I still cannot reproduce with more than 10 runs. The config has jit off
so it already uses interpreter. It has kasan on as well.
# CONFIG_BPF_JIT is not set

Since you can reproduce it, I guess it would be great if you can
continue to debug this.


The load insn ‘r0 = *(u32*) (current + 8192)’ is OOB, because sizeof(task_struct)
is 7240 as shown in KASAN report. The issue is that struct task_struct is special,
its runtime size is actually smaller than it static type size. In X86:

task_struct->thread_struct->fpu->fpstate->union fpregs_state is
/*
* ...
* The size of the structure is determined by the largest
* member - which is the xsave area. The padding is there
* to ensure that statically-allocated task_structs (just
* the init_task today) have enough space.
*/
union fpregs_state {
struct fregs_state fsave;
struct fxregs_state fxsave;
struct swregs_state soft;
struct xregs_state xsave;
u8 __padding[PAGE_SIZE];
};

In btf_struct_access(), the resolved size for task_struct is 10496, much bigger
than its runtime size, so the prog in reproducer passed the verifier and leads
to the oob. This can happen to all similar types, whose runtime size is smaller
than its static size.

Not sure how many similar cases are there, maybe special check to task_struct
is enough. Any hint on how this should be addressed?

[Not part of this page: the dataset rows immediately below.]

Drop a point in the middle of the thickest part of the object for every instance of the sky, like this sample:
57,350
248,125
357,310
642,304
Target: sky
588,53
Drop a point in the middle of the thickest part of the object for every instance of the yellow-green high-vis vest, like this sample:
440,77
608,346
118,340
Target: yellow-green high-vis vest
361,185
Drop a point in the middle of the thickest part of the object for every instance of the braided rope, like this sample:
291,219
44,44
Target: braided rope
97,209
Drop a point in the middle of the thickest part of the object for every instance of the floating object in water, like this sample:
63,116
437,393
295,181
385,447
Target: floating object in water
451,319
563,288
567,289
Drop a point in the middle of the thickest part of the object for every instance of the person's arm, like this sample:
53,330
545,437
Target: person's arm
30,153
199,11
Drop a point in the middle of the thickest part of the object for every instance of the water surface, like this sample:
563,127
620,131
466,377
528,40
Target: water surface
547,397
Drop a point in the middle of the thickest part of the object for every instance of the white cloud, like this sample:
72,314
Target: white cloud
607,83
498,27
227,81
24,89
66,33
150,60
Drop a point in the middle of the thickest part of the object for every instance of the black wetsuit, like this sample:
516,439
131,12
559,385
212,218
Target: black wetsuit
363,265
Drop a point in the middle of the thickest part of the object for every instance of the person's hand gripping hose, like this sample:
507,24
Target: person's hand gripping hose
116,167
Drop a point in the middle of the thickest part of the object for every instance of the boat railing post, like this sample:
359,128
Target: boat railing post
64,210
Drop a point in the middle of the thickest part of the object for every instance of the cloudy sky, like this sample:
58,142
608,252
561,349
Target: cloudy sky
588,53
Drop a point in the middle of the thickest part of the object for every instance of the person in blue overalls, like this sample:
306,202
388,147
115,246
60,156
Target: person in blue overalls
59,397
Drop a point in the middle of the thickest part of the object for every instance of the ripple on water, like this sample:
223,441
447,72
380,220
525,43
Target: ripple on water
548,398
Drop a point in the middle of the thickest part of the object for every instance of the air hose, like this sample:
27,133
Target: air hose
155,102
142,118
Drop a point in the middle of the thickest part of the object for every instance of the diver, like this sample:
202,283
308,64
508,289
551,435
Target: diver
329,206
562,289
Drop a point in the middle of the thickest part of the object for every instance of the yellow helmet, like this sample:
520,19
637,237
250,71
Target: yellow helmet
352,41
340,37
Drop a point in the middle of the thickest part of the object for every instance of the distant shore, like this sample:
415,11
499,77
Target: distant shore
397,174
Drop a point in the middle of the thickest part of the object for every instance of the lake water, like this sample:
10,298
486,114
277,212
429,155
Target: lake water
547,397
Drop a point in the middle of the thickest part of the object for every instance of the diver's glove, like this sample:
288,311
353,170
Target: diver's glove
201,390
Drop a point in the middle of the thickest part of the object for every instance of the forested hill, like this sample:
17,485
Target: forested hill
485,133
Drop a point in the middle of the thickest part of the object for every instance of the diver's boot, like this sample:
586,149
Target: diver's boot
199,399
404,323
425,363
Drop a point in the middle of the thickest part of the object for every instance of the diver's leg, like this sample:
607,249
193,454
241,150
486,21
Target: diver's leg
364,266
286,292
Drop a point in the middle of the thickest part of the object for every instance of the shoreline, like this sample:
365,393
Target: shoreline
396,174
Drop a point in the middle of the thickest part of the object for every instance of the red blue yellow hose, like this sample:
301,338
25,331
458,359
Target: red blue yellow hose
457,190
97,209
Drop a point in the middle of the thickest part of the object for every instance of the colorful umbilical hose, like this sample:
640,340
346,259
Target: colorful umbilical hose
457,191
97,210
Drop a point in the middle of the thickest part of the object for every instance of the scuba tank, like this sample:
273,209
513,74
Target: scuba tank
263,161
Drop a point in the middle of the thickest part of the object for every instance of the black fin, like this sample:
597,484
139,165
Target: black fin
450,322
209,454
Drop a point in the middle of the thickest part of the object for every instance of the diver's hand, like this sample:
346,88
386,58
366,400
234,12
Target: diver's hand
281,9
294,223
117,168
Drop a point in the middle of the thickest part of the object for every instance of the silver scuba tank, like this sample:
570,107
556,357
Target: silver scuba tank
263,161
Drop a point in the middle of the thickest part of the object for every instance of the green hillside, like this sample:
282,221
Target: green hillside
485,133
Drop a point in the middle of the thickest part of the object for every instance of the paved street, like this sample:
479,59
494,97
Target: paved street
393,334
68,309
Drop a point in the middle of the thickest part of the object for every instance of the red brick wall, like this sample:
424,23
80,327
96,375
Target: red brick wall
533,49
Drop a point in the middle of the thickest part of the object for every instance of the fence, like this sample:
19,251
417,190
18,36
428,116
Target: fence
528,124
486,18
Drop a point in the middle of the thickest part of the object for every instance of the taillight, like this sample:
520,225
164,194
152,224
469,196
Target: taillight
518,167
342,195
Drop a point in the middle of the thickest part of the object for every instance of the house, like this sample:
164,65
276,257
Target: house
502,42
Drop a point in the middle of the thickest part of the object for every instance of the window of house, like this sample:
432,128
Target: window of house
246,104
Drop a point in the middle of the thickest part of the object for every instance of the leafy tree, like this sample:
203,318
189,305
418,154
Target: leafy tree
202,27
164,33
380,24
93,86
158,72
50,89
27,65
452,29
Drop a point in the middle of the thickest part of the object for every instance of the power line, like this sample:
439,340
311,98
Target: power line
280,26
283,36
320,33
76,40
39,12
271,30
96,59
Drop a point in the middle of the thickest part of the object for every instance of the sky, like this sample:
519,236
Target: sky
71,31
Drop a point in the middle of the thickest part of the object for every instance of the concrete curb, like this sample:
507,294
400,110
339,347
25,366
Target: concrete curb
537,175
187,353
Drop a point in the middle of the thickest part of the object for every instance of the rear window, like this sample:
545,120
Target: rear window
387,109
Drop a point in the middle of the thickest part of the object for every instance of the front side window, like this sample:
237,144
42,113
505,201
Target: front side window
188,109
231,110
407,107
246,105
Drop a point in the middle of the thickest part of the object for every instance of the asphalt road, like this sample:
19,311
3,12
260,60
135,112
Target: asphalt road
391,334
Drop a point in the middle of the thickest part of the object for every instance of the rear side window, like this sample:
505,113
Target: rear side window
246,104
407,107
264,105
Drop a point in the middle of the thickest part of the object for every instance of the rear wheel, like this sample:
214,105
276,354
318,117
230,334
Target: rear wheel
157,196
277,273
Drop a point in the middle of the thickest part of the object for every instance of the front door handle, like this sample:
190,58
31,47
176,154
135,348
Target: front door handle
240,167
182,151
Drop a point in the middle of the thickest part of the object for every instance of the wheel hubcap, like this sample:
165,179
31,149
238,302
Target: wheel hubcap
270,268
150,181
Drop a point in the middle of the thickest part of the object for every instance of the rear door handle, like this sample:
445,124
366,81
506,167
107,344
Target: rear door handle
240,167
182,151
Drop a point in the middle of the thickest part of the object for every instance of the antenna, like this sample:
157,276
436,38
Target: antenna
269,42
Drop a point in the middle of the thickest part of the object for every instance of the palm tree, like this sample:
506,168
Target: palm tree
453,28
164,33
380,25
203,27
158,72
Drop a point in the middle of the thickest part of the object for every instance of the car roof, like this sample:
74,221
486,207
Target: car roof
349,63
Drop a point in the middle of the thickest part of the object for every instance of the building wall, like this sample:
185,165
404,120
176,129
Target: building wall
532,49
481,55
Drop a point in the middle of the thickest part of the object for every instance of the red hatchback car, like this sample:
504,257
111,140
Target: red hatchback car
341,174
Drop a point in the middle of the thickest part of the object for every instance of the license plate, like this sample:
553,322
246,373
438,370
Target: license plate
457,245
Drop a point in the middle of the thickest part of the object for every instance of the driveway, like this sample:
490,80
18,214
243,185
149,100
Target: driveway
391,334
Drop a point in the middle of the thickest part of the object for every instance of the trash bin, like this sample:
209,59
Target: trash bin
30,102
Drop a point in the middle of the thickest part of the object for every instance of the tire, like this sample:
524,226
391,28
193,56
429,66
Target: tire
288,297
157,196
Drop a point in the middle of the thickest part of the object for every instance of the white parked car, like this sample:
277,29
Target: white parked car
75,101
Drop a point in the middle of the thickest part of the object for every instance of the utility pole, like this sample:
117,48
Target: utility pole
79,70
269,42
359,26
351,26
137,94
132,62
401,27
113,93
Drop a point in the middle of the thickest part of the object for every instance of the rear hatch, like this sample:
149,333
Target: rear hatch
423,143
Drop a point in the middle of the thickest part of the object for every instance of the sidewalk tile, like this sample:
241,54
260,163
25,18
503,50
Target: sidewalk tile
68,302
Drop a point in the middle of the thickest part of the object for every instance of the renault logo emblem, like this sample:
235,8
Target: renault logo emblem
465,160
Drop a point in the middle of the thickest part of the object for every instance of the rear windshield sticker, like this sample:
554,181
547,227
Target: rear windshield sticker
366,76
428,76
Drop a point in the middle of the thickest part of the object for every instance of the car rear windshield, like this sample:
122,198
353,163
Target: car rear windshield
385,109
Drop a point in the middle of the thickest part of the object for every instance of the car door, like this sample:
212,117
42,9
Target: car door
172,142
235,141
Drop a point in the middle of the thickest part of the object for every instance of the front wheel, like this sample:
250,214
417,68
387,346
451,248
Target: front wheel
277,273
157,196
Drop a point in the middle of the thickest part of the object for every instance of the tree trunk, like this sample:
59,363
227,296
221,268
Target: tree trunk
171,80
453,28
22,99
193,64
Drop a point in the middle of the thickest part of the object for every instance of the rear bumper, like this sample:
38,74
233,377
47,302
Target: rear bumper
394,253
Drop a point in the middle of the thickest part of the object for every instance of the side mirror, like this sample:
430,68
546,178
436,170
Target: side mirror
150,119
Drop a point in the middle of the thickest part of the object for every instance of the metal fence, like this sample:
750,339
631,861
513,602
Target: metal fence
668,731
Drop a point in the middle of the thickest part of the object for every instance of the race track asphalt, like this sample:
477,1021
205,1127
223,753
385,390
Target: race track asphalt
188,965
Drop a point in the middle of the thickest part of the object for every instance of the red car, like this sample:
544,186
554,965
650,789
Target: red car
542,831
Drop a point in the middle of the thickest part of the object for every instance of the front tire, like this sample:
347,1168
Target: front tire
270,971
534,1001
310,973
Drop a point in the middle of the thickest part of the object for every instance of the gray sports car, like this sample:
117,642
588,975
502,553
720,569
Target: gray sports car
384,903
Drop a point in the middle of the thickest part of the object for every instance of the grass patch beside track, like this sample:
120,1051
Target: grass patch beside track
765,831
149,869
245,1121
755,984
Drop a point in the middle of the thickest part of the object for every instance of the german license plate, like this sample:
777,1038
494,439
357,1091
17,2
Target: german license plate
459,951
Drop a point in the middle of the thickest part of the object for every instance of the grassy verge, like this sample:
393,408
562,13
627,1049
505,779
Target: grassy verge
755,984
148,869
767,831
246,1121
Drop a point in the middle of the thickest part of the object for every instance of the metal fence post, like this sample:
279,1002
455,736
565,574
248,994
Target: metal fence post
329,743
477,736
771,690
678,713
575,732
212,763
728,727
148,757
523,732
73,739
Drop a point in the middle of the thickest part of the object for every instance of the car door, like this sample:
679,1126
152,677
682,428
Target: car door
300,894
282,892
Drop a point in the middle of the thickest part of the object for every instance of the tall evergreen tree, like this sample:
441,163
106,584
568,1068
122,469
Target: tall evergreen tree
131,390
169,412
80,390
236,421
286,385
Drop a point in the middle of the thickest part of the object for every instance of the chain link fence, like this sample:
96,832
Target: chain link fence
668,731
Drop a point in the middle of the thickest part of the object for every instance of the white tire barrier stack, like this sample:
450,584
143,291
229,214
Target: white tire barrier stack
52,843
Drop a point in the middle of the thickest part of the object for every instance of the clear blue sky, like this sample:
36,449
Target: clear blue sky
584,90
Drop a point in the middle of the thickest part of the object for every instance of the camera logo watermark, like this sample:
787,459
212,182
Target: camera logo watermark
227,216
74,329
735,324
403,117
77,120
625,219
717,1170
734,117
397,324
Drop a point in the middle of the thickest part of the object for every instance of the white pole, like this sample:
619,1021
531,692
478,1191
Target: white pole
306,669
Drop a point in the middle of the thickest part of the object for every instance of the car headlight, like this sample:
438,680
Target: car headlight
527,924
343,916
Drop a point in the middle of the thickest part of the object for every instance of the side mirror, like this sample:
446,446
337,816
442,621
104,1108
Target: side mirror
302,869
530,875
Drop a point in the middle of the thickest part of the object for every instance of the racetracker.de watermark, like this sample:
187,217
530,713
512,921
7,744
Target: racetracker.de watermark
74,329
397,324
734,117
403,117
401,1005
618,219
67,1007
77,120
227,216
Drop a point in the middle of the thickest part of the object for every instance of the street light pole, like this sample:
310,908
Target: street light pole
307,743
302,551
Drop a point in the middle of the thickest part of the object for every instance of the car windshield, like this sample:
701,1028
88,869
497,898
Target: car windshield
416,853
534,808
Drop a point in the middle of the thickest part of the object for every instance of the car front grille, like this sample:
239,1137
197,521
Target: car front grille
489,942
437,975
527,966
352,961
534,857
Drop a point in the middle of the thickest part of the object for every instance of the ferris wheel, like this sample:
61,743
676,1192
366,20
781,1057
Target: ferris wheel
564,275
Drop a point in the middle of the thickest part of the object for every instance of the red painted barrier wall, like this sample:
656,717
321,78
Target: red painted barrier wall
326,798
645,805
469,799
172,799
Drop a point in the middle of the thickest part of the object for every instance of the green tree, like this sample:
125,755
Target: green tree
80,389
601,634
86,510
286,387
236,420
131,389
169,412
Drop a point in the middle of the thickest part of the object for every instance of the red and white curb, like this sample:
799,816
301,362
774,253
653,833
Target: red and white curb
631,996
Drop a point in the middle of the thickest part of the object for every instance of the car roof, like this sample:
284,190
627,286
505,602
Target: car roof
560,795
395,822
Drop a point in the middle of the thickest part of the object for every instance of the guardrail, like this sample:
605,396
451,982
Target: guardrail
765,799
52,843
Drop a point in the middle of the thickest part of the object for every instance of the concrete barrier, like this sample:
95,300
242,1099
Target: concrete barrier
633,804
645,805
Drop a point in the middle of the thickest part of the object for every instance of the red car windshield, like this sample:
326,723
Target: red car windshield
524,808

This should a corner case, I am not aware of other allocations like this.

For a normal program, if the access chain looks
like

task_struct->thread_struct->fpu->fpstate->fpregs_state->{fsave,fxsave, soft, xsave},
we should not hit this issue. So I think we don't need to address this
issue in kernel. The test itself should filter this out.